Perpanjangan TikTok oleh Trump Picu Ketegangan Hukum dan Kekhawatiran Keamanan AS
Teknologi
Keamanan Siber
05 Apr 2025
132 dibaca
1 menit

Rangkuman 15 Detik
Penundaan yang diumumkan Trump menimbulkan ketidakpastian hukum bagi perusahaan teknologi.
Ada kekhawatiran bipartisan mengenai keamanan data pengguna TikTok.
Negosiasi mengenai TikTok menunjukkan ketegangan antara kepentingan nasional dan bisnis.
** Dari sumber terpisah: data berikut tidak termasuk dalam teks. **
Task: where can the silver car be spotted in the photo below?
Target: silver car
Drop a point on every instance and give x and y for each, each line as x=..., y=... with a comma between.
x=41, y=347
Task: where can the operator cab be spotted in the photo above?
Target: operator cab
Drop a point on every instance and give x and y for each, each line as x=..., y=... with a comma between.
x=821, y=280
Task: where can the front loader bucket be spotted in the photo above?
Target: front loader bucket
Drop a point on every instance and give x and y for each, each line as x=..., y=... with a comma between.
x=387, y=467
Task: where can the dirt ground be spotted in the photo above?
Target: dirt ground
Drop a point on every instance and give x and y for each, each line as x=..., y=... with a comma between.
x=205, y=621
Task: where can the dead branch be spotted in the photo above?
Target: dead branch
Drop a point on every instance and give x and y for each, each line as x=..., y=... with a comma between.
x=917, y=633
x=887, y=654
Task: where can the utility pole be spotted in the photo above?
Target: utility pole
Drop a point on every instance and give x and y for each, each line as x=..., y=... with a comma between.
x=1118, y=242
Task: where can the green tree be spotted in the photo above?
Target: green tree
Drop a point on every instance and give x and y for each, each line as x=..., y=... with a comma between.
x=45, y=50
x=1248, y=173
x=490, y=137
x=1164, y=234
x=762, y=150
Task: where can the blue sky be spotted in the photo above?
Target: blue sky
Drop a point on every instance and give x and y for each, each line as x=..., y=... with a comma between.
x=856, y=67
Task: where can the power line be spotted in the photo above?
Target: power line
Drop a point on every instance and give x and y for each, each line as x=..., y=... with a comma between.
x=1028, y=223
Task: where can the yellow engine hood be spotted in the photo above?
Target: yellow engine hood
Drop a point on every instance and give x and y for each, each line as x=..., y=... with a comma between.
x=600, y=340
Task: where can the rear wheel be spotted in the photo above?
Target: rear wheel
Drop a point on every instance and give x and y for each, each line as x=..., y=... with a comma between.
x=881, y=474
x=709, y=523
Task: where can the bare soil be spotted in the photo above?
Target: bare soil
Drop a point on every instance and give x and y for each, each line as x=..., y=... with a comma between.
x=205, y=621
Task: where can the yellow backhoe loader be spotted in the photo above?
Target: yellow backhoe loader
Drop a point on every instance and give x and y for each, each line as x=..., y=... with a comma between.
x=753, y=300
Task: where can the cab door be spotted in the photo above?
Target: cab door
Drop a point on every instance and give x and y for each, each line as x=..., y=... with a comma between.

Presiden Donald Trump telah memperpanjang batas waktu untuk penjualan atau larangan TikTok selama 75 hari, yang membuat perusahaan seperti Apple, Google, dan Oracle merasa tidak pasti. Beberapa anggota Partai Republik di Kongres mengeluarkan pernyataan yang menekankan pentingnya memastikan bahwa hukum AS diikuti dan bahwa Partai Komunis Tiongkok tidak memiliki akses ke data pengguna Amerika. Mereka berharap ada kesepakatan yang jelas mengenai masalah ini.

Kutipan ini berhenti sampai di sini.